In fact, I hadn’t. I had wiped all the tables twice over, restocked the fridges, washed all the glasses and served all of the four customers we’d had through the door since eight o’clock. Then, with nothing left to see to, I had ended up standing next to the glasses trays, trying to think of something to do, or redo, when my mind had wandered and I had missed Mark and Ken walking in.
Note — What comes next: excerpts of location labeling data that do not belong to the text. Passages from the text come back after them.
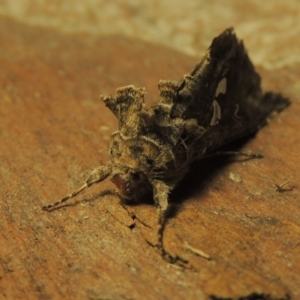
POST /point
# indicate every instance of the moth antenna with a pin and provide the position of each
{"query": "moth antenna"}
(96, 176)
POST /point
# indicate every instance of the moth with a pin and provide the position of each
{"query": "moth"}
(153, 148)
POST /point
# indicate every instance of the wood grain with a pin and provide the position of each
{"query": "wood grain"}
(54, 130)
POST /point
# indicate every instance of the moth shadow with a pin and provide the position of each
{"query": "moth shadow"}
(89, 200)
(202, 171)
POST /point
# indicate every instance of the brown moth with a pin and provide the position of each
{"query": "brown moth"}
(218, 101)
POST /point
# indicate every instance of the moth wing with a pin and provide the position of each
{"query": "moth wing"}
(222, 94)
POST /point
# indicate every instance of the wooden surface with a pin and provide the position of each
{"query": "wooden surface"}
(54, 130)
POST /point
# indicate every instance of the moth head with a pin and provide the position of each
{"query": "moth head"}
(131, 184)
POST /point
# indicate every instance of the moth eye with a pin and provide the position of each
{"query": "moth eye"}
(136, 177)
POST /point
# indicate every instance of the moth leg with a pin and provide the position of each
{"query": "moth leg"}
(97, 175)
(161, 192)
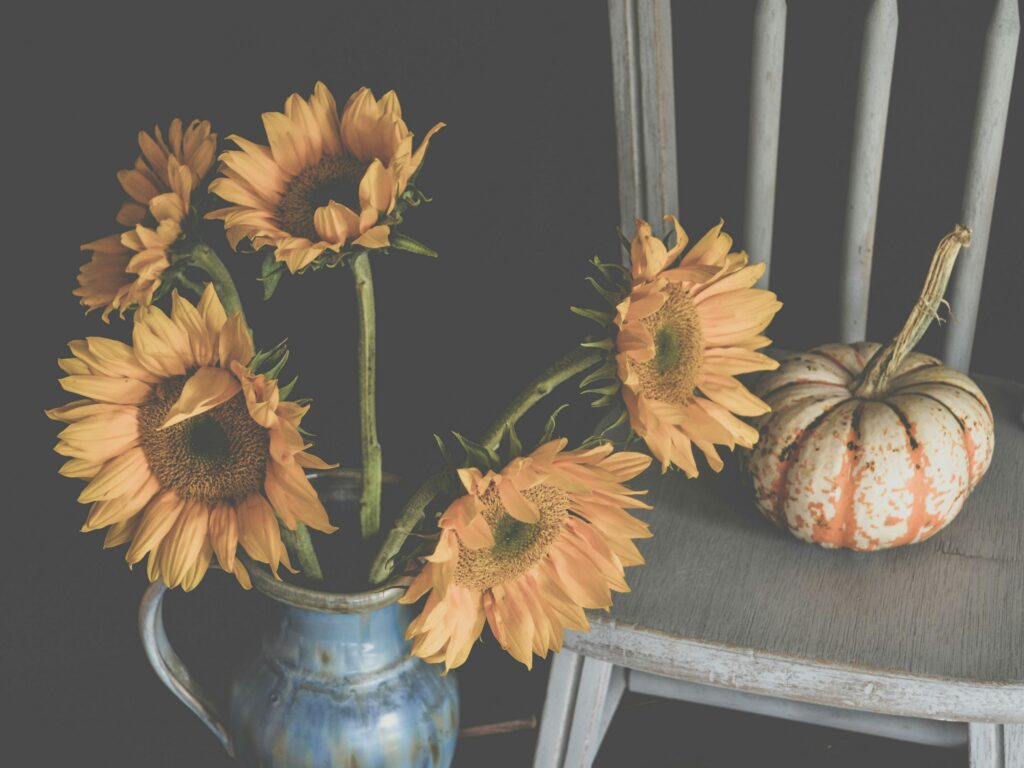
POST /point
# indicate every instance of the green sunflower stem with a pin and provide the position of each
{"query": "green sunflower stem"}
(560, 371)
(370, 504)
(207, 259)
(299, 543)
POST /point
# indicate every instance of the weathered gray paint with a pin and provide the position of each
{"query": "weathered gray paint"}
(559, 704)
(982, 175)
(766, 108)
(996, 745)
(601, 687)
(877, 57)
(918, 730)
(948, 612)
(645, 110)
(932, 631)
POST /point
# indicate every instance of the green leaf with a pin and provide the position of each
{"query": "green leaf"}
(274, 371)
(286, 390)
(515, 444)
(404, 243)
(606, 371)
(445, 454)
(479, 456)
(549, 428)
(602, 318)
(271, 271)
(611, 297)
(261, 357)
(613, 272)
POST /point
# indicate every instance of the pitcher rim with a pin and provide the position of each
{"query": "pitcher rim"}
(313, 599)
“I shouldn’t have to be telling you this after all the time you’ve been here,” Bob continued. “You’re not paid to stand about and daydream all night!”

Well, okay, so I do tend to drift off into a fantasy world, but that’s only because my job is so mind numbingly boring! Four years at university and the only gainful employment I had managed to secure since graduating was as a barmaid in a hotel bar. Wiping tables and emptying ashtrays. It’s just until… I had always said, it’s just until I get a ‘proper’ job… but that was five years ago now and my career prospects were non-existent.

“Sorry, Bob,” I said, not really meaning it, “But we’re hardly run off our feet tonight, are we?”

“No, but that’s not the point,” Bob sighed. “Right, I’ll be up in the office. Gizza buzz if you need ewt,” he said over his shoulder as he left. I nodded at his back.

Our only other customers, an elderly couple who were revisiting their honeymoon at the hotel, got up to leave.

“Thanks! Goodnight!” I called over to them. They waved back as they unsteadily made their way down the steps and towards the doors to the hotel reception.